The DOE recognized Lineage for pioneering a new and innovative way to improve energy productivity using a process the company calls “flywheeling,” which proactively manages energy consumption using a proprietary machine-learning technology to reduce both cost and waste.
Last month, the U.S. Patent and Trademark Office (USPTO) issued a utility patent to Lineage and primary inventor Dr. Alex Woolf, principal data scientist at Lineage, covering the flywheeling technology (US 10,323,878 B1).
“This great honor from the DOE is a testament to the hard work and dedication of our talented team, and it is quite humbling to be recognized as a leader in energy conservation. Flywheeling is one of the many ways Lineage lives our purpose of transforming the food supply chain to eliminate waste and help feed the world,” said Greg Lehmkuhl, president and CEO of Lineage.
The temperature-controlled supply chain is energy-intensive by nature, making energy conservation a key priority for Lineage. On average, each of the company’s more than 200 facilities across North America, Europe and Asia can store approximately 24,000 pallets of inventory, the equivalent of approximately 770,000 home freezers. Lineage’s North American power consumption is approximately equivalent to that of a mid-sized U.S. city.
“We are entrusted with ensuring that billions of pounds of food across the United States and the globe are kept at optimal temperatures throughout the supply chain, and we are obsessed with finding new ways to do this even more safely and efficiently than has ever been done before,” said Michael J. McClendon president, Lineage Europe and EVP, network optimization.
“Better Plants partners such as Lineage are implementing innovative energy efficiency solutions in the industrial space that are cutting costs and energy-use and the Better Practice Awards honor their leadership,” said Valri Lightner, DOE advanced manufacturing office acting director.

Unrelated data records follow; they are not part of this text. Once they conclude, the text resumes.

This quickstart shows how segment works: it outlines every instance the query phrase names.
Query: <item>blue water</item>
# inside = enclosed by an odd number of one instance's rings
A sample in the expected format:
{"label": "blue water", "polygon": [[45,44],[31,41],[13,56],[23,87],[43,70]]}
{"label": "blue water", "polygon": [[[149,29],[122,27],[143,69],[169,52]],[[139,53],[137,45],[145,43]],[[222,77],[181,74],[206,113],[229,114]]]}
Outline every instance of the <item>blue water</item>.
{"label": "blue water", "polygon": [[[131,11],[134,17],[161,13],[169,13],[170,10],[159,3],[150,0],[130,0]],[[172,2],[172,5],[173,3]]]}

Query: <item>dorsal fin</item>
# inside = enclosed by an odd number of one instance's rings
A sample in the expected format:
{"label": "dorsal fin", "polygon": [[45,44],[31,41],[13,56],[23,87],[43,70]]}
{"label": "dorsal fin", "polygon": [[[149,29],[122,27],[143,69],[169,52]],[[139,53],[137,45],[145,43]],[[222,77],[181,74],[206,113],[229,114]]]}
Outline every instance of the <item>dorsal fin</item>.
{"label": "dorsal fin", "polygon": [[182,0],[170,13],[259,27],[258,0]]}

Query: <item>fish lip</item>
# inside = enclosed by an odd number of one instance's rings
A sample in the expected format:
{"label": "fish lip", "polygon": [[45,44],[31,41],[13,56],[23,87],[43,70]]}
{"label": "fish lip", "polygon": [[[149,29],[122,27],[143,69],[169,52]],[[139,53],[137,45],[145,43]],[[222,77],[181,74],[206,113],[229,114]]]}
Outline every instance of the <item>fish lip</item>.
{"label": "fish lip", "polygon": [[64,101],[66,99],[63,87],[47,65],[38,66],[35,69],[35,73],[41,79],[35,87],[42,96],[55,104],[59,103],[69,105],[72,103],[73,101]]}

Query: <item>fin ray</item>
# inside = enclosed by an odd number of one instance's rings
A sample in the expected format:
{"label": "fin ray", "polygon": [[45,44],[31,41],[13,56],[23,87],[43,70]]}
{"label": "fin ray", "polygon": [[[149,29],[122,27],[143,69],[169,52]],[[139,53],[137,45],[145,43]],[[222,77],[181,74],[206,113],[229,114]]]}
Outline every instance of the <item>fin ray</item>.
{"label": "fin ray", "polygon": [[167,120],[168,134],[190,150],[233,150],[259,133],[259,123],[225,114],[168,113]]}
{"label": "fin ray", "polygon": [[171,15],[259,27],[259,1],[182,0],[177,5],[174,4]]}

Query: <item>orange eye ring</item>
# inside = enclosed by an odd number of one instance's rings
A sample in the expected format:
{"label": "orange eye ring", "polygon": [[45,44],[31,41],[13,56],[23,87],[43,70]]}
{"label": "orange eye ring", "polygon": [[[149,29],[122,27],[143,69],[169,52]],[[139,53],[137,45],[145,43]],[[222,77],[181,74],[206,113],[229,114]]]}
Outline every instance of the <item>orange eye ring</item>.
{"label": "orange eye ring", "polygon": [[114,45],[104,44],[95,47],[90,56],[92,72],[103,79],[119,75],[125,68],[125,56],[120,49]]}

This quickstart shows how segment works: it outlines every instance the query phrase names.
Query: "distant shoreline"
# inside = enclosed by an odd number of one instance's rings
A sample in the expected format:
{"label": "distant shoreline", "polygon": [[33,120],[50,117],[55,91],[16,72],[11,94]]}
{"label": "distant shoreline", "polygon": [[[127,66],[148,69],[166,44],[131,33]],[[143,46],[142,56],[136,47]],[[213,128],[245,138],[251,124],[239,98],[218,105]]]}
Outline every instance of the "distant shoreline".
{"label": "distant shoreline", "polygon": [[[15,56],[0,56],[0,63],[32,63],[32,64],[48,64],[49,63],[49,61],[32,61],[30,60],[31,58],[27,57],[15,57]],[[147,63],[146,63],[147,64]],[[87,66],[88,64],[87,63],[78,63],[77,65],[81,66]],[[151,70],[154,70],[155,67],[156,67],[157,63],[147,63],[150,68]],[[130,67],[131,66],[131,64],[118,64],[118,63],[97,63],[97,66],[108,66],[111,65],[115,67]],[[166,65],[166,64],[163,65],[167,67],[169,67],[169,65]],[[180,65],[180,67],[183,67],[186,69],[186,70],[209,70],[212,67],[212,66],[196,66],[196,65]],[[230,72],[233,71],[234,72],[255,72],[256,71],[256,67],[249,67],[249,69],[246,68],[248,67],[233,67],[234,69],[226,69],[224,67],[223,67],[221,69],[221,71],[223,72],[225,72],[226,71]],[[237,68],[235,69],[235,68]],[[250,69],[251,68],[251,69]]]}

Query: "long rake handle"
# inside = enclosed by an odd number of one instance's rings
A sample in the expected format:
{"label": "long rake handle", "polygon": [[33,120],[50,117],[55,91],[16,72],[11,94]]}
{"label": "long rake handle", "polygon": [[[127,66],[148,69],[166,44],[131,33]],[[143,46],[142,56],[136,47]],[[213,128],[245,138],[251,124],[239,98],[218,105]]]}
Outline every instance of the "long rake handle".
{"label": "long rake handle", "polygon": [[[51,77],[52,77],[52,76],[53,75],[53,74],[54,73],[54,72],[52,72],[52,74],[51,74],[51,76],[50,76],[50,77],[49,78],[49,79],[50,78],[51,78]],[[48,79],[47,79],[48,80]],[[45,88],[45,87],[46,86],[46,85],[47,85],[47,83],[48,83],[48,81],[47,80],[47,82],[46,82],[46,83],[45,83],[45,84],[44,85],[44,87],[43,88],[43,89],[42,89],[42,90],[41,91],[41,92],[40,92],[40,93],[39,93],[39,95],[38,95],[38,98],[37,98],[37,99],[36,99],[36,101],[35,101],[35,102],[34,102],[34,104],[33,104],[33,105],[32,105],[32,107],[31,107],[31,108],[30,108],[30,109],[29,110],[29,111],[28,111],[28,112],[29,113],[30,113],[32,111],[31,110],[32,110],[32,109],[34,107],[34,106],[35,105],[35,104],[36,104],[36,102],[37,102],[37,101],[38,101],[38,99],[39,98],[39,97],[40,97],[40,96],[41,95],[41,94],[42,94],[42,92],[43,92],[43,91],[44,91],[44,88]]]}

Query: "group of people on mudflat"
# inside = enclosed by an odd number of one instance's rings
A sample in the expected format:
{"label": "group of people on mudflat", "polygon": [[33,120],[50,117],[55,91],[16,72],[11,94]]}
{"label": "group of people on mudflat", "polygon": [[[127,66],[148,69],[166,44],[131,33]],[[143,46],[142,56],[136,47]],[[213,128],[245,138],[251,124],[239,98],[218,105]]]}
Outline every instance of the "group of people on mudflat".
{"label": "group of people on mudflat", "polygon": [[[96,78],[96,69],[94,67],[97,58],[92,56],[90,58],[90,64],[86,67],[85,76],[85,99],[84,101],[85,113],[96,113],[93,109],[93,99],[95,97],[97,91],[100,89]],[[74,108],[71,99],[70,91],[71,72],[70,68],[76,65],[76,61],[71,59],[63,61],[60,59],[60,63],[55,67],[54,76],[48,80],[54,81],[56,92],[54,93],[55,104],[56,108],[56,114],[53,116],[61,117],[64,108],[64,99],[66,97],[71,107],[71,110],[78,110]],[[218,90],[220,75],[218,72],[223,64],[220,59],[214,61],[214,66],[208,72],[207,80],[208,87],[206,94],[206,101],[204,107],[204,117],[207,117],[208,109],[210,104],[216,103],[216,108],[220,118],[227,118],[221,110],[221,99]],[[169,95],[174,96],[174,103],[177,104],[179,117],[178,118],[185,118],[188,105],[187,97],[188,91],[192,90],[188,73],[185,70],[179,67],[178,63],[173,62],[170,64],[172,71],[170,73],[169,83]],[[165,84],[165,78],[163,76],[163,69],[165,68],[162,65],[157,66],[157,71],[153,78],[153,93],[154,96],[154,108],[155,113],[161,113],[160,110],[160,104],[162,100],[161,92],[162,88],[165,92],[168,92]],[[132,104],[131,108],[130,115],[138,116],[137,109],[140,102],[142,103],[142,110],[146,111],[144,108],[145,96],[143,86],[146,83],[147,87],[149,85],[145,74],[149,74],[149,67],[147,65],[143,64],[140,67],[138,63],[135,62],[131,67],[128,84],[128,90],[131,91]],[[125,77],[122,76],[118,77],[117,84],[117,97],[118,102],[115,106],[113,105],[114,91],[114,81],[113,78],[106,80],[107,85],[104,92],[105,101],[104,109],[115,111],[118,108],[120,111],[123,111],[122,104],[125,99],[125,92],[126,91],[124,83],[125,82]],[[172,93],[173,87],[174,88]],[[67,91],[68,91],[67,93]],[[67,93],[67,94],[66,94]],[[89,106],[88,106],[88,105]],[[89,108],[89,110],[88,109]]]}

Lineage’s flywheeling technology minimizes energy costs and increases utilization of renewable energy sources by precisely timing electricity consumption. It determines when peak demand for energy usage will occur and avoids the relevant periods by super-cooling the warehouse in advance. Lineage’s algorithms rely on advanced physics, mathematical optimization, large-scale sensor deployments and machine learning to accurately quantify how each building interacts with its environment and optimize accordingly.
This flywheeling project is just one example of the innovative industry-leading technology work done by the Lineage Data Science Team; the only team of its kind in the industry. Comprised of some of Silicon Valley physicists, mathematicians, marine biologists, engineers and technologists, the team uses thermodynamics, mathematics, AI/machine learning, robotics, statistics, oceanography, computer simulation and data visualization to disrupt the world’s food supply chain by optimizing costs, increasing energy efficiencies to build the warehouses of the future and eliminating waste.
Better Plants partners voluntarily set a long-term goal, typically to reduce energy intensity by 25 percent over a 10-year period across all their U.S. operations.